Its green skin covered with scales, its blood red eyes gleaming at her out of the darkness that surrounded it, it crept toward her, taloned hands reaching out, groping for her—

No!

It’s not real!

Amy screamed the words in her own mind, but repeating to herself what she knew to be true did nothing to alleviate the horror that filled her mind.

She knew the creatures didn’t exist — couldn’t exist! — for the world she lived in now held no such beings.

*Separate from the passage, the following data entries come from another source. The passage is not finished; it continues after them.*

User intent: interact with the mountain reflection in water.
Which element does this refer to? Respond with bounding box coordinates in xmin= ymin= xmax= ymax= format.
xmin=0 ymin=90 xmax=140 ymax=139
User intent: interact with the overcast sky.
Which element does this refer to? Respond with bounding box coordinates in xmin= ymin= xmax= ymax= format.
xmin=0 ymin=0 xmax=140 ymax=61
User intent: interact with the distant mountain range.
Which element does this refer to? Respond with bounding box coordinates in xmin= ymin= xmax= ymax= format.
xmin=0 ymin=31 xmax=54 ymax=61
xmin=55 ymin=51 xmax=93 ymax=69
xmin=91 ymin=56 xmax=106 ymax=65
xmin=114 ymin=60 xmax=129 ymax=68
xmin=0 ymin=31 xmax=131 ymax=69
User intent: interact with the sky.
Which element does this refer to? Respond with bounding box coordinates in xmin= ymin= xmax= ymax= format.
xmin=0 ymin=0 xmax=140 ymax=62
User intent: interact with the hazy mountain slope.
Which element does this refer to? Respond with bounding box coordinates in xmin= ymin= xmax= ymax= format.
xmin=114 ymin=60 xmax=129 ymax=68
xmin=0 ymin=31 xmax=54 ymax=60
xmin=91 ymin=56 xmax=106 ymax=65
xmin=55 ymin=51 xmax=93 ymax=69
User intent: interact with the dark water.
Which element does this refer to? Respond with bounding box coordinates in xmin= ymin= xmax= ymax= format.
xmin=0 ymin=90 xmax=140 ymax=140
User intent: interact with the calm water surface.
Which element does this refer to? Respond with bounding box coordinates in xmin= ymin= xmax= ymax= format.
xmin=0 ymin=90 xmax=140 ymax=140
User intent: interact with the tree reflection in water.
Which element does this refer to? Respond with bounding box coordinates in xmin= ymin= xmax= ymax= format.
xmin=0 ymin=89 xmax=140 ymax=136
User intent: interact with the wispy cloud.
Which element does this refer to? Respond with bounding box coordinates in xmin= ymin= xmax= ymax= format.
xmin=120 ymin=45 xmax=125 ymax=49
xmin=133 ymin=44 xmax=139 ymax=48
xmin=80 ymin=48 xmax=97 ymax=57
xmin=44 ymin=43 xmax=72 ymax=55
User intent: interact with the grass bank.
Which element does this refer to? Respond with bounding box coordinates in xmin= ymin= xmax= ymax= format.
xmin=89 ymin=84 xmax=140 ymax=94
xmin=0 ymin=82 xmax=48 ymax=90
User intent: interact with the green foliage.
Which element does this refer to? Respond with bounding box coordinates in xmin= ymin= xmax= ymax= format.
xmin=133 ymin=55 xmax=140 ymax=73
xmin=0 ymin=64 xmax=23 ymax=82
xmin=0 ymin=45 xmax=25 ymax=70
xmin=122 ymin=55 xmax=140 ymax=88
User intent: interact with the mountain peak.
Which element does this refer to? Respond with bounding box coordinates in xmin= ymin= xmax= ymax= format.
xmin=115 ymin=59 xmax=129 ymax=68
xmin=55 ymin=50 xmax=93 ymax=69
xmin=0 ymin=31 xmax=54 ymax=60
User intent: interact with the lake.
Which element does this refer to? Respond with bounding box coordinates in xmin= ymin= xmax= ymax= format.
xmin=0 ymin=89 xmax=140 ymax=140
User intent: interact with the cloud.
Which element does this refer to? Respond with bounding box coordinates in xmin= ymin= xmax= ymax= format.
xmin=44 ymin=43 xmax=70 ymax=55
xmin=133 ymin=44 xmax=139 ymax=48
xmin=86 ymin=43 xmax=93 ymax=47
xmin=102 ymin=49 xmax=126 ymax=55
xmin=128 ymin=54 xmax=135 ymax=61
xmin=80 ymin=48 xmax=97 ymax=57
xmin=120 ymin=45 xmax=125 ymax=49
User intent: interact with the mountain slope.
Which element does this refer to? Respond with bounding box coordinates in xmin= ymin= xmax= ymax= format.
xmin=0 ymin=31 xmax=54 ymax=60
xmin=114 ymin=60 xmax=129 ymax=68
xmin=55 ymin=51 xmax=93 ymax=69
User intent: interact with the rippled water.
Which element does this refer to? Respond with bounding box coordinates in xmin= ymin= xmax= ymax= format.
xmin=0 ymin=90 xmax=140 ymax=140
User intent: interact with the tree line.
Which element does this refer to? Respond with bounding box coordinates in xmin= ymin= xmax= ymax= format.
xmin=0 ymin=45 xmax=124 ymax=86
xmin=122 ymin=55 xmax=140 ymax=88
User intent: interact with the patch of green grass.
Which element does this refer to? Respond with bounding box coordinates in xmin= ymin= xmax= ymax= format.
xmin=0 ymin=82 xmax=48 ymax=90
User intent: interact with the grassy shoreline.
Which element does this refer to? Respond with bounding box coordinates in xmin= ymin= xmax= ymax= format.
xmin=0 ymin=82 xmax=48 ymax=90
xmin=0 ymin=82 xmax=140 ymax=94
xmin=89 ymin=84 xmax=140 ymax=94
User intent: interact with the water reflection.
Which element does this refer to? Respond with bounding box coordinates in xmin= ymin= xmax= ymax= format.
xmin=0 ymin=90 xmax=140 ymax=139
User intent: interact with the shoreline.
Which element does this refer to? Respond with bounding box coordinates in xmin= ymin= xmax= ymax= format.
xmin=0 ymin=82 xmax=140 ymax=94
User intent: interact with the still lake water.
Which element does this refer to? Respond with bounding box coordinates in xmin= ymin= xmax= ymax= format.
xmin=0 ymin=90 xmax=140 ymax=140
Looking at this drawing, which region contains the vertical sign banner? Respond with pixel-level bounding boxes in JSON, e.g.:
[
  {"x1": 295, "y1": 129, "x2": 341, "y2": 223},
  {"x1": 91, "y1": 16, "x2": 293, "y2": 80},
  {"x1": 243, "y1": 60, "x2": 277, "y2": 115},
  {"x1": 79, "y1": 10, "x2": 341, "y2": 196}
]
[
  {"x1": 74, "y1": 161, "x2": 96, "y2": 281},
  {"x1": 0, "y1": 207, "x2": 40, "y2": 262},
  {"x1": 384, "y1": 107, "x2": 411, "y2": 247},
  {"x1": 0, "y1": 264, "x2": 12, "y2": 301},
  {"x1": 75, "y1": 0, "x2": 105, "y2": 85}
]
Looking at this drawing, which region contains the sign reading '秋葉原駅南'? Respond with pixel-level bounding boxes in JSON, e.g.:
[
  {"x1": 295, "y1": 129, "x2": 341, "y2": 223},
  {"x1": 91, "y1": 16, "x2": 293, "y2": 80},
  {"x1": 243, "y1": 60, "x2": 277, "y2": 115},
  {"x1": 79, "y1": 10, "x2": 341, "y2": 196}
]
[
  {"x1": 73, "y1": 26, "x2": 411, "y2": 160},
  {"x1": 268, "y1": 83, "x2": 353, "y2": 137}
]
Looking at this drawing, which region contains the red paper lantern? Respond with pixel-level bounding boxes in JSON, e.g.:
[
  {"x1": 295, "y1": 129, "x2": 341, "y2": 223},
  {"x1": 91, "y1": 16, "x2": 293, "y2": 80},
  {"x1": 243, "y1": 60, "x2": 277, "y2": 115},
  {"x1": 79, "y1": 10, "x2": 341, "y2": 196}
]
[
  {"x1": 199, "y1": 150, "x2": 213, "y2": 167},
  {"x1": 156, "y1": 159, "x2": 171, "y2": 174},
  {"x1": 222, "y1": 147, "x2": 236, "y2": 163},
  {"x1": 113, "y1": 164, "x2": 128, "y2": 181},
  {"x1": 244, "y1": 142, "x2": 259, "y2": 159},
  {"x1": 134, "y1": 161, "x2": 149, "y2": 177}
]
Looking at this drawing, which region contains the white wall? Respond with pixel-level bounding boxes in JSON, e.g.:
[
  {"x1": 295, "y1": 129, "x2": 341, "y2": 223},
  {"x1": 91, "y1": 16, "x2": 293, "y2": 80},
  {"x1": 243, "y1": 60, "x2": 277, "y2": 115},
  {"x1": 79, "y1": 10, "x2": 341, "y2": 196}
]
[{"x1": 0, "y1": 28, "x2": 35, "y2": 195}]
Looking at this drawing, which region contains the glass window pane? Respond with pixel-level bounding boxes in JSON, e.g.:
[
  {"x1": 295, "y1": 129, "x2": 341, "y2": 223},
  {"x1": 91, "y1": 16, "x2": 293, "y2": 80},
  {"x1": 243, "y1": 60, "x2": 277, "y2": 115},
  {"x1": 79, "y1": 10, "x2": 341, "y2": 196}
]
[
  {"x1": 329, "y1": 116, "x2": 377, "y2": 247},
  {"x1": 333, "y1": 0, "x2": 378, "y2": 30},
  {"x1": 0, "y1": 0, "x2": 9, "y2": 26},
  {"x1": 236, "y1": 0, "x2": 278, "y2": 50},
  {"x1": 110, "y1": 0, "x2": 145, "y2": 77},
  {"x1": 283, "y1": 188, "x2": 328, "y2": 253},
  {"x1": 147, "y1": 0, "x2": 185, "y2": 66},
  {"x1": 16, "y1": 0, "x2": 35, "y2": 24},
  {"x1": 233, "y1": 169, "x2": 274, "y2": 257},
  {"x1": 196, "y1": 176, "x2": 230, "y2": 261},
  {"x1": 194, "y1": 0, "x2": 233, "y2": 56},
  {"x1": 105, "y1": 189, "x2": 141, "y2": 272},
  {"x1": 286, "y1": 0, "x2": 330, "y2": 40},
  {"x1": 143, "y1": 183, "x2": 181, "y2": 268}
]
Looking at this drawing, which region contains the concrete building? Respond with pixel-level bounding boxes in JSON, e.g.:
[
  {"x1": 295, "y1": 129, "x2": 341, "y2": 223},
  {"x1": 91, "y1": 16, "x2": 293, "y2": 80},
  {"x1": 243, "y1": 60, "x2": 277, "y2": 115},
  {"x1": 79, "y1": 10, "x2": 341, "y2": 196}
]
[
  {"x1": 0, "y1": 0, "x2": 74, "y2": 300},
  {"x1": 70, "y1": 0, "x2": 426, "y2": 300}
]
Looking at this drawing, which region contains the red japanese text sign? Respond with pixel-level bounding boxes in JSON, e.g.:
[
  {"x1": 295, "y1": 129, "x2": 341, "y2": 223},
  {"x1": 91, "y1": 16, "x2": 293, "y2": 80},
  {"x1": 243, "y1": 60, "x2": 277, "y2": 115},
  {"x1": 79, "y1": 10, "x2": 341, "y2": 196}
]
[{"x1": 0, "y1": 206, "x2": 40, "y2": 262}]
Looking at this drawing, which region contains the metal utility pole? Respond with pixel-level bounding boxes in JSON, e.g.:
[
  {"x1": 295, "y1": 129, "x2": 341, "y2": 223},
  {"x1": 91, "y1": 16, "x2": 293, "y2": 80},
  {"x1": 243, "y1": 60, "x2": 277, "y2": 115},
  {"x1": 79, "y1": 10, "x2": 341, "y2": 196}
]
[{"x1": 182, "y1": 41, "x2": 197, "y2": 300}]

Except for herself, and Adam Aldrich, it held no living beings at all.

Only stimuli, abstract stimuli, that excited the cells in her mind and created the visions her brain beheld.

Adam!

It was Adam who was imagining these things, translating the visions he created in his own mind into the stimuli that would duplicate them in her own.

But understanding what was happening made no difference, for all that was real in her world was what she beheld in the eye of her mind, and the fiends and monsters Adam had loosed on her were more real than anything she had ever experienced before.

She cowered away from them, seeking someplace to hide, but in her shelterless world they were everywhere.

One of them came at her, darting toward her, its great jaws gaping, yellowed fangs dripping saliva, forked tongue flicking toward her.

The tongue lashed at her, and in her mind she felt as if its slimy surface had touched her skin.

Instinctively she tried to wipe the phantom creature’s spittle from her cheek.

She had no cheek, nor any hand to wipe it with.